Ok so let me get you up to speed on this amazing little shit storm the Mac community has been watching. In very clear, almost un-legalese like language, the end user license agreement for Mac OS X states:
2. Permitted License Uses and Restrictions.
A. Single Use License. Subject to the terms and conditions of this License, unless you have purchased a Family Pack or Upgrade license for the Apple Software, you are granted a limited non-exclusive license to install, use and run one (1) copy of the Apple Software on a single Apple-branded computer at a time. You agree not to install, use or run the Apple Software on any non-Apple-branded computer, or to enable others to do so. This License does not allow the Apple Software to exist on more than one computer at a time, and you may not make the Apple Software available over a network where it could be used by multiple computers at the same time.
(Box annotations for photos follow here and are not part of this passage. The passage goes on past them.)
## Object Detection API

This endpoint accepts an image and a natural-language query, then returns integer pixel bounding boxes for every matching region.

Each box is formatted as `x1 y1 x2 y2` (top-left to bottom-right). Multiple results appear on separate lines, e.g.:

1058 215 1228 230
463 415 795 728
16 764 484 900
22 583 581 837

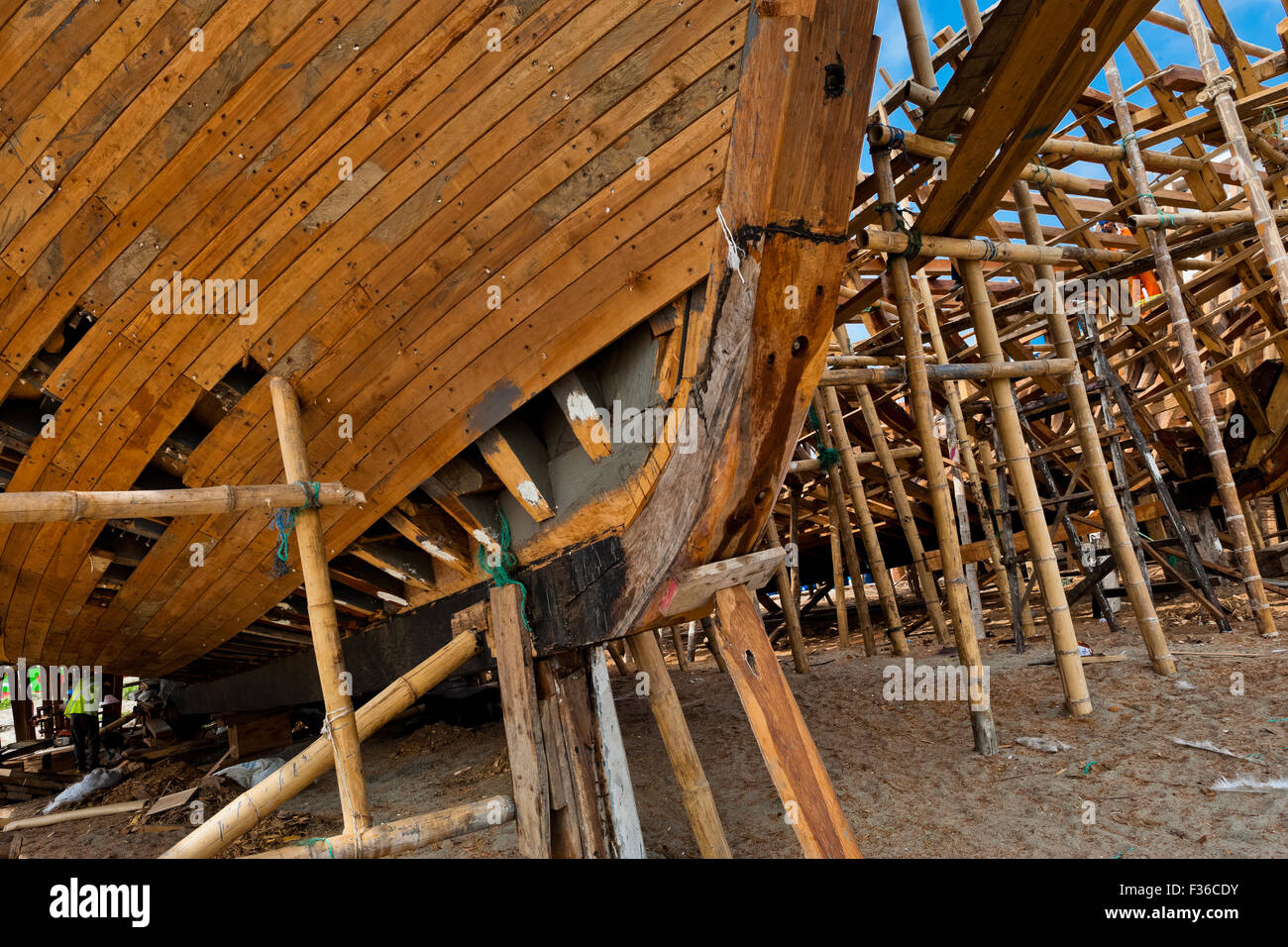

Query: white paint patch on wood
567 390 599 421
590 647 644 858
519 480 545 506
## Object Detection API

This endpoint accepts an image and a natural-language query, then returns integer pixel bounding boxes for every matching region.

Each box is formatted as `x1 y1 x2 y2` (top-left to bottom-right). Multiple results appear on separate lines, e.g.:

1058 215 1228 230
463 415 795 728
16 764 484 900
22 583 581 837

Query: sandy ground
14 600 1288 858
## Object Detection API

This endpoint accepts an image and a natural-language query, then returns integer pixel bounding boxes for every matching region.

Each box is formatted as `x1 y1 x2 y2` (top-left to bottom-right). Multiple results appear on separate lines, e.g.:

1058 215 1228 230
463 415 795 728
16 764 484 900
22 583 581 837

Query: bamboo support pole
1105 56 1288 638
269 377 371 836
1012 183 1176 676
818 359 1078 388
899 0 939 89
917 269 1033 647
1095 346 1233 631
871 149 997 756
854 385 952 644
820 388 909 657
627 631 733 858
957 261 1091 716
762 515 808 674
0 483 368 523
827 517 850 648
787 447 921 473
1127 210 1288 231
248 796 515 860
814 389 877 657
859 227 1134 265
162 623 481 858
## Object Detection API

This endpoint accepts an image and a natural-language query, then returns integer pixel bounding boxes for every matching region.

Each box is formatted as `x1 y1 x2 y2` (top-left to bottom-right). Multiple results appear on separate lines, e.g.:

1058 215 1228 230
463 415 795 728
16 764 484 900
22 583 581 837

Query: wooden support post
872 149 997 756
162 627 483 858
819 388 909 657
627 631 733 858
269 377 371 837
957 261 1091 716
854 385 952 653
488 585 550 858
1105 54 1288 638
588 648 645 858
1012 183 1176 676
716 585 859 858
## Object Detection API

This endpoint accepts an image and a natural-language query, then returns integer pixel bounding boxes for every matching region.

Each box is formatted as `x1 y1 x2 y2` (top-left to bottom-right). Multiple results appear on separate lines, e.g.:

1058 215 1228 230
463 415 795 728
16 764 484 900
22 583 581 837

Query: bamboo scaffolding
818 359 1078 388
917 269 1033 648
767 517 808 674
820 388 909 657
870 142 997 756
269 377 371 839
248 796 515 860
161 634 481 858
1105 54 1288 638
854 385 952 644
957 261 1091 716
1012 183 1176 676
0 483 368 523
814 389 877 657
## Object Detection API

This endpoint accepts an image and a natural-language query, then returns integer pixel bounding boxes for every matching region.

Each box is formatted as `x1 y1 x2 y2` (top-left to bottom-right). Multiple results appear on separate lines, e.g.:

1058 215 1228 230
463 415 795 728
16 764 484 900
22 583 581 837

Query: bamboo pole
814 389 877 657
1105 54 1288 638
917 269 1033 643
827 517 850 648
787 447 921 473
762 514 808 674
0 483 368 523
899 0 939 89
871 149 997 756
627 631 733 858
269 377 371 835
821 388 909 657
859 227 1134 265
1127 210 1288 231
1012 183 1176 676
957 261 1091 716
818 358 1078 388
246 796 515 860
161 623 481 858
854 385 952 644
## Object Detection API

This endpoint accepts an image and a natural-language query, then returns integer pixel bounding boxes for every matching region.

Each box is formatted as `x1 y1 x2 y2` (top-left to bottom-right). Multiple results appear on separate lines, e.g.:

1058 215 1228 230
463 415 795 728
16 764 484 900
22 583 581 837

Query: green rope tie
480 504 532 631
808 404 841 473
269 480 322 579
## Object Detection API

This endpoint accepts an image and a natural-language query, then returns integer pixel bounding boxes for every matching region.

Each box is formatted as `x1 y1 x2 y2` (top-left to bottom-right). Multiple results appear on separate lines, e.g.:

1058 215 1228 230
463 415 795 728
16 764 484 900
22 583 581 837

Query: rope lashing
808 404 841 473
868 124 903 155
872 204 921 261
1117 132 1140 161
480 504 532 631
269 480 322 579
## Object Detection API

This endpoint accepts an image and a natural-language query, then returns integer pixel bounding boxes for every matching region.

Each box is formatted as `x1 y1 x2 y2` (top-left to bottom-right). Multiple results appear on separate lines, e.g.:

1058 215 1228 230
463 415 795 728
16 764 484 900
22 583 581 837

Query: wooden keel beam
716 586 860 858
269 377 371 837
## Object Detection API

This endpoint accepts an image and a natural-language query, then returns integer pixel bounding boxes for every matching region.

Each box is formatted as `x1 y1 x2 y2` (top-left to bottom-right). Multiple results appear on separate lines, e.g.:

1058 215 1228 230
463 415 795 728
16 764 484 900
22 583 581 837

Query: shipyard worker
63 674 99 773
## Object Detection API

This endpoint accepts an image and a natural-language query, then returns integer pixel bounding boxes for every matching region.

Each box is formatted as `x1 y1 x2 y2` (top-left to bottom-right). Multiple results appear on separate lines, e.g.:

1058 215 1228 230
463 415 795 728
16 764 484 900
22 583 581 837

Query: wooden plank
589 648 645 858
716 586 862 858
488 585 550 858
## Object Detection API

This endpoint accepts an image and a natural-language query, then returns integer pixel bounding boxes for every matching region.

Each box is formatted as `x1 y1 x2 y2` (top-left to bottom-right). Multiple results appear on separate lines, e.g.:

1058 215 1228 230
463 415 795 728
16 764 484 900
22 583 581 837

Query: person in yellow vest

I’ve probably only read under 10 of these stupid things. Emphasis on stupid. But I do write a lot, and I generally organize my thoughts into a priority order so the reader get the most important bits first should they drop off half way through. That’s mostly because I know how much everyone loves to read my raving craptastic blog. Just apply that concept to any other document, one can assume its so important to Apple that its the first thing they dive into regarding their product and the terms of using it (I’m not counting the ‘General’ paragraph above this because its not relevant to this article). I mean this bullet isn’t that hard to understand. Don’t go putting OS X on non-Apple hardware, don’t enable people to do it either. You might even interpret it as don’t think about enabling people to think about enabling Mac OS X on last nights pizza box.
Do people do it anyway, and should they? Absolutely. One of my favorite cultural motives to be in the tech industry is constantly being on the path of discovery. Let the geeks tinker away!
Should they do it for profit? Only if the discovery is so unique in solving a problem that its possible someone else is already working on it. Psystar was not this. The very company they depended on to power the software their computers shipped with was the same ‘vendor’ that they anticipated a big legal battle with. Before they even were truly in business.
There are only a few groups in life I never ever want to hear from in a negative situation. Apple Legal is #2. My ex wife is #1.
Even better, should Psystar suggest they could exceed Apple’s own sales figures? Well how about suggesting you could do it in 1/25th the time Apple took to get to that point? I’m no venture capitalist, hell I can barely keep my account positive. But I do believe that if I were in a VC’s shoes I would have this interpretation…a pitch to sell Mac OS X preinstalled PC’s, challenge a pretty well established legal precedent, and then see financial projections presented as conservative that are so polar opposites of the expected figures they match Apple’s own sales. In their aggressive growth model, Psystar suggested even more radical numbers. Well I would have to laugh and say I can’t wait to read about it in the news. Then today I would read about it here, sip another from my coffee mug, and smile.
Under its conservative projections, Psystar told investors it would sell 70,000 computers in 2009, 470,000 systems in 2010 and 1.45 million machines in 2011. The firm’s aggressive growth model, however, put those numbers at 130,000, 1.87 million and 12 million during 2009, 2010 and 2011, respectively.
By comparison, Apple sold 10.4 million Macs during its 2009 fiscal year, the 12-month span that ended Sept. 30, 2009.
The first rule I know about VC’s is that whatever it is your business idea is, it better have something people can believe is the right thing to do and if necessary challenge the status quo. I’m sure the people behind Psystar’s funding saw this legal challenge coming. If I could’ve been a fly on the wall during that presentation, I would’ve loved to see the guy or girl that walked out when they saw growth from 70k to 470k units year over year, in a conservative model. I know of very few business owners able to handle that amount of growth when they have a physical product, attached with technical support, warranties, etc. I don’t care how much money you can throw at it, scaling a business that way is a recipe for failure. Certainly anything is possible. Its almost like these guys just pulled Apple’s SEC filings and then shaved it down for their own. Were they so ambitiously involved in this that they believed they could outsell Apple in its own market? In less than three years?
I guess all in all I’m fascinated with this story, like many Mac bloggers, at the fact they even got 768 units out the door. It seemed doomed right from their press release. The more that comes out of the court case Apple has built on them the more its clear just what a classic business failure this is. Maybe if the economy was just super awesome they could’ve pushed passed 770, but the truth is they didn’t even know how to do accounting correctly.
I’ve got some snipe oil to sell for my next big idea.